В городишке Падрон, где кроме платановой аллеи и монастыря также нет ничего, я спустился в церковное подземелье. По преданию, к этому месту некогда прибило лодку с телом апостола Иакова после трёх — заметь, трёх! — дней скитания в море. В три дня эта лодка, кусок которой и находится под алтарём церкви, добралась от Палестины до Португалии. Малый, поднявший крышку — чуть не сказал: гроба моего — то есть, открывший люк в полу алтаря, спросил — кто я, француз? Я не стал врать и гордо ответил: русский. За плечами моими я ощущал не ангела, нет, больше: легион ангелов-телохранителей, огромную державу, равной которой в свете нет. И я был её полномочный представитель тут, на конце земли. В лице малого, и без того не как у Иосифа Прекрасного, проявилась подлинная работа. Подлинная, потому как безуспешная. Было ясней ясного, что если б я смолчал — то и в таком случае больше бы сказал, чем это было сказано. Малый не знал, что такое русский! Этот малый никогда не выбирался за пределы своего городишка, что там — может быть и церкви, и подземелья, не читал газет, поскольку неграмотен, и ни с кем не разговаривал, имея ужасный дефект речи. Ну, разве что, как и в моём случае, клянчил денежку. Примечание: денежку я дал, испытав описываемое потрясение. Ибо потрясение было. Нет, что за слово, было — повержение! Я был повержен в прах. Мир, представший моим глазам при содействии малого, лишённый крупнейшей державы, был совсем, совсем иным. Не вдаваясь в грустные подробности: совсем-совсем иным.
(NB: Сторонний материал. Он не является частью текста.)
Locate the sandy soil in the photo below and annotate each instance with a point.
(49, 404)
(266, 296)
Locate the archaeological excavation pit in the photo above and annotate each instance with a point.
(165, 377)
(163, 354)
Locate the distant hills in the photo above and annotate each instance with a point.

И я был вовсе ничей не представитель, а так, сам по себе бродяга из ниоткуда. Ты, Катишь, вообразить такого не сможешь, как и никто из наших сограждан… А между тем — разве не может такого случиться в реальности? А вот ты подумай — разве не может? Разве мозг малого — меньшая реальность, чем учебник географии? И если это случилось в его мозге, почему такое же не может случиться в учебнике? Может, может, говорю тебе я. И даже газетам придётся это признать, и малый правильно делает, что не читает их: его дело правое, он победит.